Dans un arrêt publié au Bulletin ce mardi 23 juin 2026, la chambre criminelle de la Cour de cassation censure une décision qui avait validé la saisie de SMS et de courriels confidentiels dans le cabinet d’une avocate. Elle rappelle avec force qu’une victime ou une partie civile bénéficie des mêmes garanties de confidentialité qu’un suspect.
L’affaire, digne d’un polar judiciaire, mêle violences conjugales, soupçons de corruption et perquisitions au sein du barreau de Paris. Mais au-delà de son aspect factuel, l’arrêt rendu par la Cour de cassation ce 23 juin 2026 (Pourvoi n° 25-84.652) tranche une question de principe fondamentale : les garanties qui protègent le secret des cabinets d’avocats s’appliquent-elles lorsque le client est une simple partie civile ?
Pour la haute juridiction, la réponse est claire : oui. On ne peut pas restreindre la protection du secret professionnel aux seules personnes mises en cause.
Les faits : une perquisition dans l’ombre d’un dossier de corruption
Tout commence par une plainte pour violences et viol par conjoint déposée par Mme [D]. Au cours de cette instruction, une révélation surgit : Mme [D] aurait obtenu un logement social par l’intermédiaire d’un maire (qui est également avocat) en échange de faveurs sexuelles.
Une seconde enquête est alors ouverte, cette fois pour corruption active et passive.
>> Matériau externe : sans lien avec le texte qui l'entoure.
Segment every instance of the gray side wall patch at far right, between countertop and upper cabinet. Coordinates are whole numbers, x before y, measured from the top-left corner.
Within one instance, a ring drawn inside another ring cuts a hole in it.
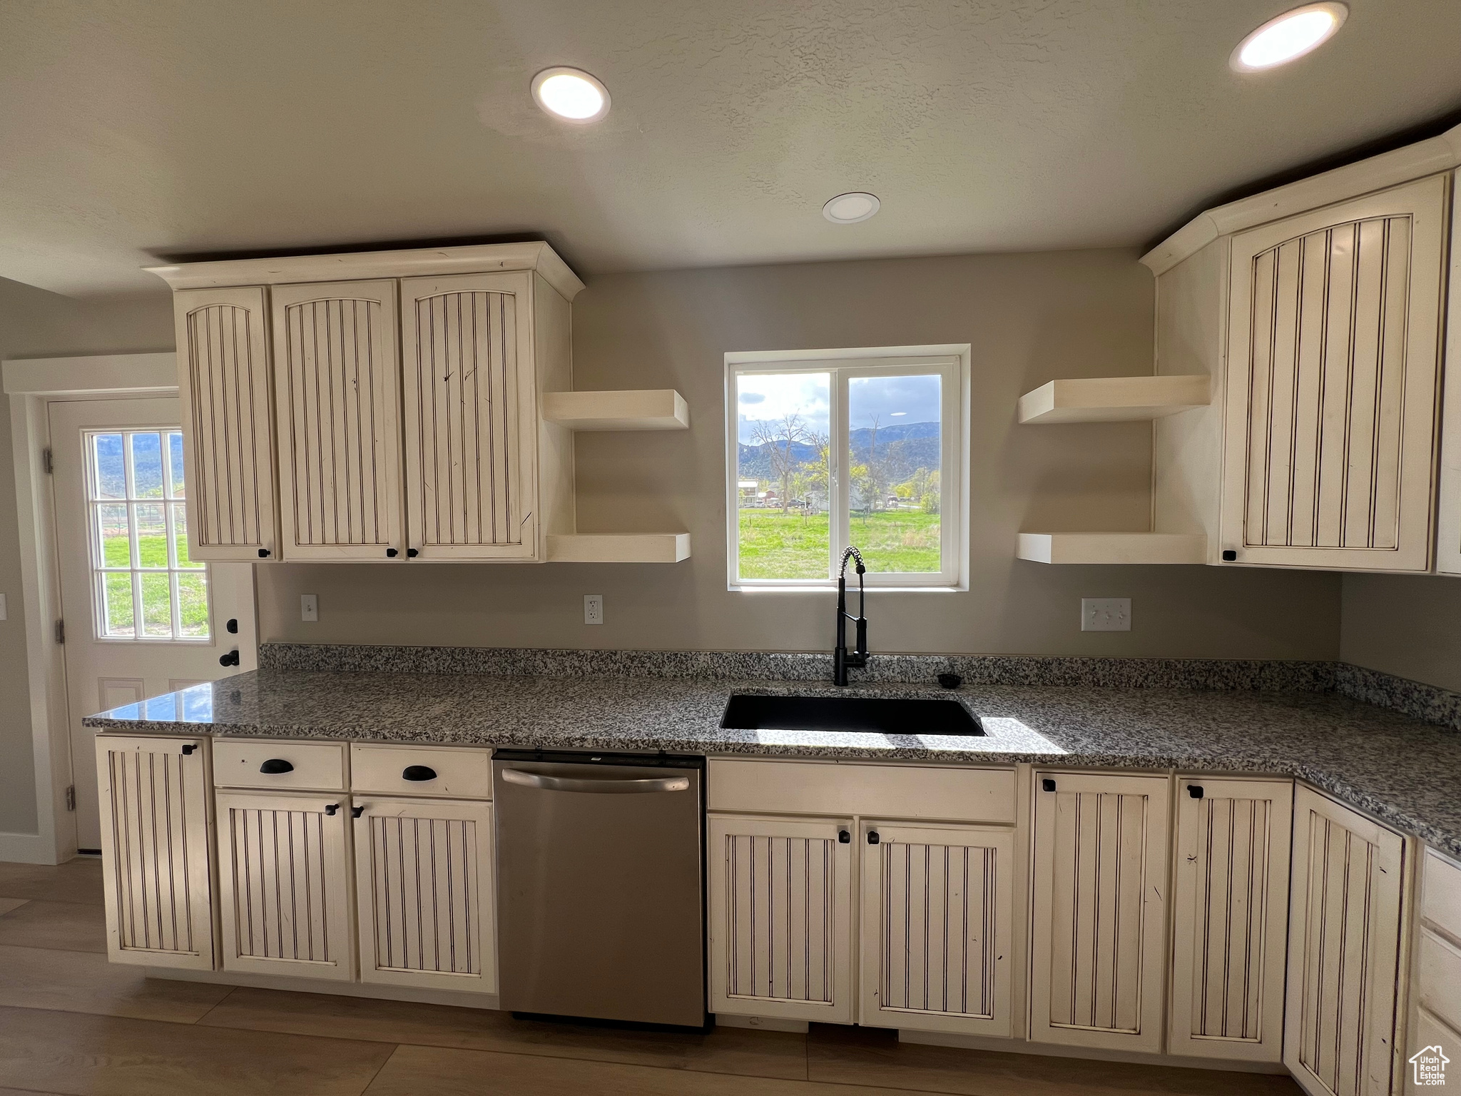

Elle vise le maire-avocat et potentiellement Mme [D]. Entre-temps, Mme [D] a accepté d’être défendue dans son premier dossier (le viol) par une collaboratrice de ce maire, Me [I], qui l’assiste à titre personnel.
Dans le cadre de l’enquête pour corruption, les juges d’instruction décident de perquisitionner le cabinet de Me [I], bien que l’ordonnance précise expressément que l’avocate n’est pas mise en cause. Lors de la perquisition, les délégués du Bâtonnier de Paris s’opposent fermement à la saisie de SMS et de courriels échangés entre l’avocate et sa cliente. Mais le juge des libertés et de la détention (JLD), puis le président de la chambre de l’instruction de Paris, valident néanmoins la saisie.
L’argument des juges d’appel ? Au moment de ces échanges, Mme [D] était partie civile dans le dossier de viol, et non pas suspecte. Ils en concluent que ces messages n’entrent pas dans « le périmètre de l’exercice des droits de la défense » et peuvent donc être saisis pour manifester la vérité.
La Haute Cour : pas de distinction entre suspect et victime
La chambre criminelle de la Cour de cassation censure l’analyse des juges d’appel de façon radicale, au visa de l’article 56-1, alinéa 2, du code de procédure pénale.
Ce que dit la loi : Le secret professionnel de l’avocat (défense et conseil) est absolu. Sauf si l’avocat est lui-même soupçonné d’avoir participé à l’infraction, aucun document relevant des droits de la défense de son client ne peut être saisi.
La Cour rappelle une règle essentielle : pour savoir si un document est saisissable ou non chez un avocat qui n’est pas mis en cause, les juges doivent examiner la situation au regard de la procédure dans laquelle la perquisition est faite.
Le président de la chambre de l’instruction a commis une erreur de raisonnement en se focalisant uniquement sur le statut de Mme [D] dans le dossier « violences » (où elle était victime). Il aurait dû chercher si ces SMS et courriels touchaient à ses droits de la défense dans la procédure pour corruption, où sa responsabilité pouvait être engagée.
En d’autres termes, la Cour de cassation réaffirme que :
- L’exercice des droits de la défense appartient au client, sans distinction selon qu’il soit plaignant, partie civile ou mis en cause.
- Dès lors que l’avocat est en dehors de tout soupçon, ses correspondances avec son client sont inviolables dès lors qu’elles touchent à la défense des intérêts de ce dernier.
Une victoire importante pour le Barreau
Cet arrêt est une grande victoire pour le secret professionnel, défendu ici par l’Ordre des avocats de Paris. Il ferme la porte à une brèche dangereuse qui aurait permis aux enquêteurs de fouiller dans les dossiers des avocats de victimes sous prétexte que le secret y serait « moins fort » ou « moins protégé » que pour un mis en examen.
L’affaire est désormais renvoyée devant le président de la chambre de l’instruction de Paris, autrement composée, qui devra minutieusement vérifier si les messages saisis se rapportaient, ou non, à la défense de Mme [D] face aux soupçons de corruption.
Référence : Cour de cassation, chambre criminelle, arrêt du 23 juin 2026 ; Pourvoi n° 25-84.652, publié au Bulletin.